Pakistan was the first Muslim country to have a female Prime Minister. Top cabinet ministries, including finance and foreign, have gone to women politicians. However, these landmarks achieved at the national level have not translated into political empowerment for women on the provincial level. Balochistan, for example, is heading for a local government election next month without a single woman candidate. The two main parties have dismissed the idea of a woman as mayor. Balochistan has 12 women members of the Provincial Assembly on reserved seats while one is elected, compared to 65 males on general seats. No minister or advisor to a minister is a woman.

Women quotas were introduced in Pakistan in 2002 to include more women in the legislation and policy-making process. There was plenty of cynicism regarding these reserved seats, with the major criticism being that they would be unfairly captured by the elite and not empower competent women at the grassroots level. Indeed, though women legislators have been lauded for some of their legislation and lobbying for good causes, they are still dependant on their parties for “selection.” This takes away influence from them. There is little room for initiative, questioning party politics and policies. Furthermore, the fact that more men stand on the general seats than women, the election process remains male-dominated. There are unfortunately, very few women leaders who have been voted into office. And in a province like Balochistan, traditionally marred by illiteracy, tribalism and patriarchy- things look even grimmer. The mayoral election in Balochistan next month, in which no woman has been allowed to compete for office, is just one example. The overwhelming attitude is that in the presence of so many competent men, there is simply no room for women.

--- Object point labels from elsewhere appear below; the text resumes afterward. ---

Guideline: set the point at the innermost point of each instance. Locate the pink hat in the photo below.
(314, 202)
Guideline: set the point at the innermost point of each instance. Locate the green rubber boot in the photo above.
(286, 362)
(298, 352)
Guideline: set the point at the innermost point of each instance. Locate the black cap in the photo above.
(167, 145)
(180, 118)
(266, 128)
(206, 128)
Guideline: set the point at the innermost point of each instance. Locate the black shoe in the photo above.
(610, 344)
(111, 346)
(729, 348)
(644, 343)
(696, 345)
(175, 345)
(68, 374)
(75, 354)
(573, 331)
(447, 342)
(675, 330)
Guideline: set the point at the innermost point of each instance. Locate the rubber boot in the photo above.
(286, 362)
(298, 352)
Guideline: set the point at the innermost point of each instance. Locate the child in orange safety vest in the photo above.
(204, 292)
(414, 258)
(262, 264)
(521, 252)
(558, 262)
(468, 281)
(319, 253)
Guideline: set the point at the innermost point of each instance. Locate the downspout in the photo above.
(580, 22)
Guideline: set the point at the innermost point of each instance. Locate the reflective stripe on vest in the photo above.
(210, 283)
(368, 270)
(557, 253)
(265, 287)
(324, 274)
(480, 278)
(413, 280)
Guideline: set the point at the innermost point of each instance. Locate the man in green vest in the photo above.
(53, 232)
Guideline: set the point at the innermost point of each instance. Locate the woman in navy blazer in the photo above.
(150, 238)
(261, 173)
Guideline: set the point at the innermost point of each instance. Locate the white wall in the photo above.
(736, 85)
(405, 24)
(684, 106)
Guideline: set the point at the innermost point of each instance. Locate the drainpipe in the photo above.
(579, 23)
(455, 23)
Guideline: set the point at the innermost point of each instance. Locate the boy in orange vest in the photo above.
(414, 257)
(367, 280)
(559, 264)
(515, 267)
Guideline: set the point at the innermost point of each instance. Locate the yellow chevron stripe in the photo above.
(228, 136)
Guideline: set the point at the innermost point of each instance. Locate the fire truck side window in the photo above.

In other words, women are competing for intellectual superiority on an entirely different plane- one where there are no men.

How will the political scenario in Pakistan become more favorable to women? Are reserved quotas helping or feeding into the attitudes that women can’t do without affirmative action to fight on the same professional planes? If it is the latter, then what are the alternatives? At least one of the answers must lie in a fundamental upheaval of the patriarchal mindset, which can come from early education alone. And as the news goes, a militant group in Panjgur, Balochistan’s western district has recently threatened 23 English language learning centers to shut down and proclaimed them “haram.” Amidst this kind of armed oppression, how can we expect middle and lower class women to rise much further than the four walls of their homes, much less into policy-making quarters?